With the country immersed in another heated debate over guns, a new poll finds Californians favor stricter gun control measures here -- even though the Golden State already boasts some of the toughest firearm regulations in the nation.
A vast majority of California voters -- including most Republicans -- support proposals that would require background checks to buy ammunition and prevent people on the government's "no-fly" list from buying guns, the new Field Poll shows.
The poll also suggests that President Barack Obama will have a receptive audience in California when he brings up his recent executive actions on gun control in his State of the Union address Tuesday night. Fifty-seven percent of voters here believe it's more important to impose greater controls on gun ownership than it is to protect the rights of Americans to own guns, a priority favored by 38 percent.
That's "not on par with what you're seeing nationwide, which is about an even split," said Field Poll Director Mark DiCamillo.
An ABC News/Washington Post national poll in October found 47 percent see protecting gun ownership rights as a higher priority, while 46 percent said enacting new laws to try to reduce gun violence is more important.

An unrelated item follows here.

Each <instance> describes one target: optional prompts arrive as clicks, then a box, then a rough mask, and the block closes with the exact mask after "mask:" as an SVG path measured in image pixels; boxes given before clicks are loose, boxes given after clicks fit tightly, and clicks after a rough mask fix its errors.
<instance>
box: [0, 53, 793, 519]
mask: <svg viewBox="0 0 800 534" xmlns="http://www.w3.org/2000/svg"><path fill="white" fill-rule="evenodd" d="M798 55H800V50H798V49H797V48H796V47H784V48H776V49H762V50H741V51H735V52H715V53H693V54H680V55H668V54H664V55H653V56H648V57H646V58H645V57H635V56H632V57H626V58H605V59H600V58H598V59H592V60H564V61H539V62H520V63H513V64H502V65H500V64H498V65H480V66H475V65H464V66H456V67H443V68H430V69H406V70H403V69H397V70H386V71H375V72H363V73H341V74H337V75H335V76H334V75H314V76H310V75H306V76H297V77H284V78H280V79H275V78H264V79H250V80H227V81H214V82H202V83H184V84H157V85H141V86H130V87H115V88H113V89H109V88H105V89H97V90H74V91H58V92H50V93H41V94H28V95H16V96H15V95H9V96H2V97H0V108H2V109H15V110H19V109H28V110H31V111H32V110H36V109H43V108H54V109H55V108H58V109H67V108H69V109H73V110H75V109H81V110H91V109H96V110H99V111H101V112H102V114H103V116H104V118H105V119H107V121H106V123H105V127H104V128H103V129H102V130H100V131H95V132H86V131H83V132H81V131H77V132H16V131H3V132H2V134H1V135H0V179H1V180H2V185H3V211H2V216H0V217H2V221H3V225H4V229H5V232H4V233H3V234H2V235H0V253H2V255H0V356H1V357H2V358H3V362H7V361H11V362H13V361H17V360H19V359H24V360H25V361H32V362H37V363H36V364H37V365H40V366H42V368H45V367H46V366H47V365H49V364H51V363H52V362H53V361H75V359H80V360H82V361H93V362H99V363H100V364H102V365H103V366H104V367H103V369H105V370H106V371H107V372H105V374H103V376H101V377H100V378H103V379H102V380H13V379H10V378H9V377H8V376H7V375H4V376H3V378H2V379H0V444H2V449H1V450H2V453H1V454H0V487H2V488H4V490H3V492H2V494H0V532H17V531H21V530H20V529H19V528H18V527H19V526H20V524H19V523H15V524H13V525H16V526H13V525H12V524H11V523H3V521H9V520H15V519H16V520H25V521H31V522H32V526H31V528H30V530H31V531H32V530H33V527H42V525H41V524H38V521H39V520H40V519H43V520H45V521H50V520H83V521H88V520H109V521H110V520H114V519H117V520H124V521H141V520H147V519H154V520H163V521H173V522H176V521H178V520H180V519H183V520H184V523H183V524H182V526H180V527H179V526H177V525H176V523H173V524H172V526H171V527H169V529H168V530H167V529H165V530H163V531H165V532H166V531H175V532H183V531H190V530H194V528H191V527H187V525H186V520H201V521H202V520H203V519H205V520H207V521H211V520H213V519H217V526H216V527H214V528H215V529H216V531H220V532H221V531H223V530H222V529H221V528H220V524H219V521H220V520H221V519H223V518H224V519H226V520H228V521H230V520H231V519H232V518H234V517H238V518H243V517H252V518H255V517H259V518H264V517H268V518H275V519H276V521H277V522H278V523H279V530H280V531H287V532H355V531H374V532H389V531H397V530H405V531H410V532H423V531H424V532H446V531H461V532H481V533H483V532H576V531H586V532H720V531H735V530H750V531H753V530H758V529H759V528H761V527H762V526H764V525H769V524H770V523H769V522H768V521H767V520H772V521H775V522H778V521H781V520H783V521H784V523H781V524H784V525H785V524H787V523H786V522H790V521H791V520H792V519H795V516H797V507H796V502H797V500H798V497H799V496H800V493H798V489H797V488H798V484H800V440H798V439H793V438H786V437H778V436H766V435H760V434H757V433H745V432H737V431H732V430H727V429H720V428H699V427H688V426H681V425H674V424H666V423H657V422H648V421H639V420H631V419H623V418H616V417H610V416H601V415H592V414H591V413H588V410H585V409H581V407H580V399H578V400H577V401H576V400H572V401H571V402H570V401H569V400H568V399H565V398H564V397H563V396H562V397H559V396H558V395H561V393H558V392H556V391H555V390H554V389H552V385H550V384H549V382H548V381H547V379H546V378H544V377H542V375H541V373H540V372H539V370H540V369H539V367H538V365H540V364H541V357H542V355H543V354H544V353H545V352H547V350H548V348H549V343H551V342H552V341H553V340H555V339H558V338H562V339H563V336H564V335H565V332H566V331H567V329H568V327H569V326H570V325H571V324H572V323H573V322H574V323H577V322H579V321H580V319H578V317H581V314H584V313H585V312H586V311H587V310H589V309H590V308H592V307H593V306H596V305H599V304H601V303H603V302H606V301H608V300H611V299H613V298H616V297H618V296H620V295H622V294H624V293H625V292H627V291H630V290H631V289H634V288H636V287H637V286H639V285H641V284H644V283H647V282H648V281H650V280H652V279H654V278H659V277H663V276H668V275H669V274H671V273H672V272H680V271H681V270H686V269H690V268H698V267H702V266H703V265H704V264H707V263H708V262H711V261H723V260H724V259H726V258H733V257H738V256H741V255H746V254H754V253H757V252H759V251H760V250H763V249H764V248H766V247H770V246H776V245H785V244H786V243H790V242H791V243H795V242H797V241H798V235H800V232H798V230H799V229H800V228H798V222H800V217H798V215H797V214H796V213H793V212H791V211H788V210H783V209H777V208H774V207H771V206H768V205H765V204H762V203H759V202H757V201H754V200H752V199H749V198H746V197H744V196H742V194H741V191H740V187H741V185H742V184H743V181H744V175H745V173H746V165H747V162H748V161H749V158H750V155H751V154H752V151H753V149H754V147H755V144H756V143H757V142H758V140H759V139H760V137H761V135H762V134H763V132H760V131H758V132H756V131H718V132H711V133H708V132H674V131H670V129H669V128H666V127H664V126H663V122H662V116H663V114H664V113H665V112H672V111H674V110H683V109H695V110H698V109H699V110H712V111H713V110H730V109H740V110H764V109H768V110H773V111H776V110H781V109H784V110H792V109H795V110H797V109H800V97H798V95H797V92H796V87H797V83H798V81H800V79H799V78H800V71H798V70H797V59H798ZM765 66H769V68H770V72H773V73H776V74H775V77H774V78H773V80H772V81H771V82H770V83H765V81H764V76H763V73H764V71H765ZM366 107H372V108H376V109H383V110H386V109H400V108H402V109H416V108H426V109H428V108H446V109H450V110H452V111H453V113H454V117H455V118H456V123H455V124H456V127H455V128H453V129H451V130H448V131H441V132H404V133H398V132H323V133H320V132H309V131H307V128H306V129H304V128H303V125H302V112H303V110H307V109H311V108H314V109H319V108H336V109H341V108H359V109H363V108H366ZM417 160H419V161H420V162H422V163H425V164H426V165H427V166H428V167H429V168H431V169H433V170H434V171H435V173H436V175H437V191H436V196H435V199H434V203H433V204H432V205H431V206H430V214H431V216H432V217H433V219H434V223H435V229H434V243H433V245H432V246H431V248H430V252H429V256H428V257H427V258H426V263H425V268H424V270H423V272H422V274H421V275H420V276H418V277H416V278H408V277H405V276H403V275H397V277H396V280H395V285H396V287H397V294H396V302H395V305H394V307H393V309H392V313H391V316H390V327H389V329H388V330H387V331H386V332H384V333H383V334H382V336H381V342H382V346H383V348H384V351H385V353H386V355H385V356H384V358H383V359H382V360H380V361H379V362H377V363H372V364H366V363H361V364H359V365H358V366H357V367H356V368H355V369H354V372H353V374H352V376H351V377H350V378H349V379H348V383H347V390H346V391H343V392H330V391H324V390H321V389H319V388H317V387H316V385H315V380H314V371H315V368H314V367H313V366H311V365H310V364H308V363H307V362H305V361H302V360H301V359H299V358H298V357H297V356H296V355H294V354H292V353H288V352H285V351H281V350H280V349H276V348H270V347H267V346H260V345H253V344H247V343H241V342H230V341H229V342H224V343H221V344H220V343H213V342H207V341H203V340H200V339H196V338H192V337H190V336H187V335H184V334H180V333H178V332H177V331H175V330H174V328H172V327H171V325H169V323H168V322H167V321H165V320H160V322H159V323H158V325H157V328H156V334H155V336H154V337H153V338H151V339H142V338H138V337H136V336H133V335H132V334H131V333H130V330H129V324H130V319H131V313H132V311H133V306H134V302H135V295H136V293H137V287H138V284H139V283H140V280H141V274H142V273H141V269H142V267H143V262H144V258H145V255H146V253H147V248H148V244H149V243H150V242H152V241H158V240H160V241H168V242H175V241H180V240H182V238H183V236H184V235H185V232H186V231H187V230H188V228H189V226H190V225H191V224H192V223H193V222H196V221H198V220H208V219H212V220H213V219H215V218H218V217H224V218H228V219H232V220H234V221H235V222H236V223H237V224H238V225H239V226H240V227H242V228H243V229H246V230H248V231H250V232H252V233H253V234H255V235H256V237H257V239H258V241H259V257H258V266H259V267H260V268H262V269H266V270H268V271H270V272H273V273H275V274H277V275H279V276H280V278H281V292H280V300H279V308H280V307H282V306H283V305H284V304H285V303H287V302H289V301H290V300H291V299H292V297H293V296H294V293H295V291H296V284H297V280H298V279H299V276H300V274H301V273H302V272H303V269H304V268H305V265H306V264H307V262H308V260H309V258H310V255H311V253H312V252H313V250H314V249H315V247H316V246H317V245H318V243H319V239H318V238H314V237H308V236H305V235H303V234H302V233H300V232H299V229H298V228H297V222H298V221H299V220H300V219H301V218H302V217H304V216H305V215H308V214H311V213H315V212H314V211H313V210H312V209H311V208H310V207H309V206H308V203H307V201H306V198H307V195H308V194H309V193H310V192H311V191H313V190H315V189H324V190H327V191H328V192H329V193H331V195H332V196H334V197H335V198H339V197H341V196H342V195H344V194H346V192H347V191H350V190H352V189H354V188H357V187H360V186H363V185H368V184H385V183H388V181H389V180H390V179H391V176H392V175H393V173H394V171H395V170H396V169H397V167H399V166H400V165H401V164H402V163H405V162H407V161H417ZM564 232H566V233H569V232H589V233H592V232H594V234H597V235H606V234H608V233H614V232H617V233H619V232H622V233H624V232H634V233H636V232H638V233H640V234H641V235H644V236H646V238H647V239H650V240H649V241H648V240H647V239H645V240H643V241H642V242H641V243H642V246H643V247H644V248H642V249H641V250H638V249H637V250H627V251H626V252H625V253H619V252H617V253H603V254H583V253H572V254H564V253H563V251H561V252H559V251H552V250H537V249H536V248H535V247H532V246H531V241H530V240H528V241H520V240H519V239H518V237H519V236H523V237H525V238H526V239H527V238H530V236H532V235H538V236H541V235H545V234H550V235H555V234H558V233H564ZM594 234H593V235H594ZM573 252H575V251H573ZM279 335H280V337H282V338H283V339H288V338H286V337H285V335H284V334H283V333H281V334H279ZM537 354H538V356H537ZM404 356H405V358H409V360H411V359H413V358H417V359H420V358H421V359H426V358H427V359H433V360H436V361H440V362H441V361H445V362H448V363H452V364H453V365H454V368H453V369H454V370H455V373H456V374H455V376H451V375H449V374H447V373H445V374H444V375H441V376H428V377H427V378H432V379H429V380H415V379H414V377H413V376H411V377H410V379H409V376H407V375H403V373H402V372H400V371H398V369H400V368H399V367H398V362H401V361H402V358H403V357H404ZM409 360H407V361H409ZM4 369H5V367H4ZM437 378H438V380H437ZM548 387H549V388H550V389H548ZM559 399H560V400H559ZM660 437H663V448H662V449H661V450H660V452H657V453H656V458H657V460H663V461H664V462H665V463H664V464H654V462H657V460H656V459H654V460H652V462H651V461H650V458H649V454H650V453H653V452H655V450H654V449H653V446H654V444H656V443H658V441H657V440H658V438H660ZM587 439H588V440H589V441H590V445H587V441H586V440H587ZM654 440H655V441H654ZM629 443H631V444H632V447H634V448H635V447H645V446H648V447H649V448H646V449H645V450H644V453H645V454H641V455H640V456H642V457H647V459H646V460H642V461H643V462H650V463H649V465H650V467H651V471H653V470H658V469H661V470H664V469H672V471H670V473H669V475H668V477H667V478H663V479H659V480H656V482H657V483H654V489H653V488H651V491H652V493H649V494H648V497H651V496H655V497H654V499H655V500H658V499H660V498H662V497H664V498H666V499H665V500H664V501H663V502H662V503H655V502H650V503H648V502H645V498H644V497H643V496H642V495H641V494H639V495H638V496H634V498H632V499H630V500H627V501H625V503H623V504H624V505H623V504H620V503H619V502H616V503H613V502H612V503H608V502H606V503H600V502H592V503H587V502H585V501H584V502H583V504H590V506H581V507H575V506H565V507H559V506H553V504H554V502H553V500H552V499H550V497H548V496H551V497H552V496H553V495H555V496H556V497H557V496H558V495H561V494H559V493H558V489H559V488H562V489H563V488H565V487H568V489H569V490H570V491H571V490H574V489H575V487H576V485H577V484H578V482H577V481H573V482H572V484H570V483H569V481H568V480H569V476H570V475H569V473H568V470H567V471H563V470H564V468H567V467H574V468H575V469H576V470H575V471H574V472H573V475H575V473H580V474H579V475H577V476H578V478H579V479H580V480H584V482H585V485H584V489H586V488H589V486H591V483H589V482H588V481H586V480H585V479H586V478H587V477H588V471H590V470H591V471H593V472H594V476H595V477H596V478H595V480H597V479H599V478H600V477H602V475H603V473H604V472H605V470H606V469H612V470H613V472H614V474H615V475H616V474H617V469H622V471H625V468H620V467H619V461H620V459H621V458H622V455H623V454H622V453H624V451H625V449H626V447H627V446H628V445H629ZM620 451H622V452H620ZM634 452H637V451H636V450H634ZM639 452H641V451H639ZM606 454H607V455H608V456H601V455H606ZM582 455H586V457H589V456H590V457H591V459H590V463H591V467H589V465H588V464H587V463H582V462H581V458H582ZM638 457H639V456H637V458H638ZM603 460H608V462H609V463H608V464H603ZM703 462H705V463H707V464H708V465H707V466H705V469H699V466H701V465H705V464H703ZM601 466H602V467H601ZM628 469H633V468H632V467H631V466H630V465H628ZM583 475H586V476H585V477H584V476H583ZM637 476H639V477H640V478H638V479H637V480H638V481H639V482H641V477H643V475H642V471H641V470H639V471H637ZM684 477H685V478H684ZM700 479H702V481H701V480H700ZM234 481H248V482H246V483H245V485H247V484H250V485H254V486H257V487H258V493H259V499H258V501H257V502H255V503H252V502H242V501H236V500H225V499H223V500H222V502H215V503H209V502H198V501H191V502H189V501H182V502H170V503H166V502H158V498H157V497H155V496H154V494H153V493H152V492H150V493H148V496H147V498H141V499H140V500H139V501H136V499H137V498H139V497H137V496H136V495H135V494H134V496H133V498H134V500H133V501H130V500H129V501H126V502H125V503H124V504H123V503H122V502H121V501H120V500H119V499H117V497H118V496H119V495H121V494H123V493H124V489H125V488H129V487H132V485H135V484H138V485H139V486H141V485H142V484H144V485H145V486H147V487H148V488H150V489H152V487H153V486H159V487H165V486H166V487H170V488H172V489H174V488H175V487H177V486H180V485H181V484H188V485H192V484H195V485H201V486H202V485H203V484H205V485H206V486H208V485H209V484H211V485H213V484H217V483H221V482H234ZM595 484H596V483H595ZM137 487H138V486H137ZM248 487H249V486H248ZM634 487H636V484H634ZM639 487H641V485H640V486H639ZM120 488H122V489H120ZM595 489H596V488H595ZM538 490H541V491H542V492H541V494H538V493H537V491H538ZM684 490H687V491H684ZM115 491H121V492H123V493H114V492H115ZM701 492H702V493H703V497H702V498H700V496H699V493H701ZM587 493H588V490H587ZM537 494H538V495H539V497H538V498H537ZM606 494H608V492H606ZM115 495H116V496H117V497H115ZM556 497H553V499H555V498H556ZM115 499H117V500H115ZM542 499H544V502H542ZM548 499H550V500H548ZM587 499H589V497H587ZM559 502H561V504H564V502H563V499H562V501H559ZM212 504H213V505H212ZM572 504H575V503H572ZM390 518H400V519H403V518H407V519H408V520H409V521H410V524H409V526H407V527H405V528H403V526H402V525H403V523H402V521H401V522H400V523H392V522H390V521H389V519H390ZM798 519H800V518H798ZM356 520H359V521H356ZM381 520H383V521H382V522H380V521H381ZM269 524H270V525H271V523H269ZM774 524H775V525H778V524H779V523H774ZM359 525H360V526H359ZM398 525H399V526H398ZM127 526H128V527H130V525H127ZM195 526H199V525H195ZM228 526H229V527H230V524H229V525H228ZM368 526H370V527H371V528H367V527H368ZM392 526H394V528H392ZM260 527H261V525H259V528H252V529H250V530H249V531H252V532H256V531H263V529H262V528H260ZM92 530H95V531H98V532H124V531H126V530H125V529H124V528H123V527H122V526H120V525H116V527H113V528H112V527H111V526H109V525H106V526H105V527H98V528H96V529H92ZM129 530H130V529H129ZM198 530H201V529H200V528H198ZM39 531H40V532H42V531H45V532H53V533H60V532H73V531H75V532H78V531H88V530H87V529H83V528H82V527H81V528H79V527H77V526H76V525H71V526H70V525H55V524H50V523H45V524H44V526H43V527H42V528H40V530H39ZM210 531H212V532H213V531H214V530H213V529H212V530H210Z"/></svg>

Congress has yet to see a bill seeking background checks for buying ammunition, but Republicans have refused to allow votes on bills requiring universal background checks for firearms purchases -- something California did long ago -- and barring firearm purchases by those on the "no-fly" list.
But in an unusual bipartisan show of support, California voters are showing even greater enthusiasm than they did three years ago for one of the major proposals in a ballot measure for which Lt. Gov. Gavin Newsom and his allies are collecting petition signatures.
A whopping 80 percent of California voters favor requiring background checks for ammunition purchases, up 5 percentage points from when the Field Poll asked the question in February 2013. And 75 percent favor the "no-fly" list ban touted by Obama and congressional Democrats but opposed by many civil libertarians who say it would violate constitutional due-process rights.
"Usually on things like gun control ... you expect to see big partisan differences, but on those two, we didn't," DiCamillo noted.
While the same proportion of Democratic voters (90 percent) now support requiring background checks for ammunition purchases as did in February 2013, support among independent voters has jumped from 77 percent then to 88 percent now, and support among Republicans has jumped from 53 percent to 58 percent.
David Dwonch, an independent voter from Brentwood who told the poll he prioritizes gun control for public safety over gun owners' rights, said he has felt this way all along.
"I would much rather control the source of something that could cause a problem than rely on the judgment of civilians," said Dwonch, 42, who works as an analyst for a national wine and liquor distributor.
He said he favors background checks for ammunition purchases even though he knows people could buy ammunition illegally or make their own. "Anything that slows the process down, I'm all for," he said.
Majorities of California voters also back two other gun-control proposals, though with far more support among Democrats and independent voters than among Republicans. In all, 58 percent of voters support outlawing possession of ammunition magazines that hold more than 10 rounds -- also part of Newsom's measure -- and 56 percent support expanding the state's assault weapons law to include all semi-automatic rifles with detachable magazines, an idea Gov. Jerry Brown vetoed in 2013.
The poll numbers "reinforce that the public is way ahead of elected officials" in its desire for action, Newsom said Monday. "The ammunition numbers were the highest I've seen, that's overwhelming ... and that is arguably the most significant component of our initiative, so that's a very positive result."
Opponents believe the devil will be in the details when the initiative is finally put to voters, Firearms Policy Coalition spokesman Craig DeLuz said Monday. For example, those who support a background check for ammunition purchases might not support making a buyer wait 30 days to get a purchase permit or criminal punishment for parents who give ammunition to their kids at the firing range.
"Once the opponents of the initiative have an opportunity to share the actual facts, you'll see those numbers dwindle," DeLuz said.
But Newsom said he's "very confident that the public is with us on the details," having done several private polls to gauge voters' desires. "I think we've really turned the page on this debate in the last six months," Newsom said, "and this will be a year of momentum not only in California but across the country at the state level."
Newsom and other supporters have until June 28 to gather at least 365,880 signatures from registered voters in order to put the measure on November's ballot.
More Californians believe stronger laws on firearm sales and possession are effective in reducing violent crime (55 percent) than those who believe such laws aren't effective (44 percent); again, those views sharply divide voters along party lines, according to the Field Poll, which surveyed 1,003 registered voters between Dec. 15 and Jan. 3, with a margin of error of plus or minus 3.2 percentage points. Some of the gun questions were asked only of a random subsample of 553 voters, with a 4.4-point margin of error.
DeLuz, from the Firearms Policy Coalition, said ultimately polls don't matter so long as the courts keep upholding gun owners' rights. "The right to keep and bear arms is not up for popular debate," he said. "It's a constitutionally enumerated civil right."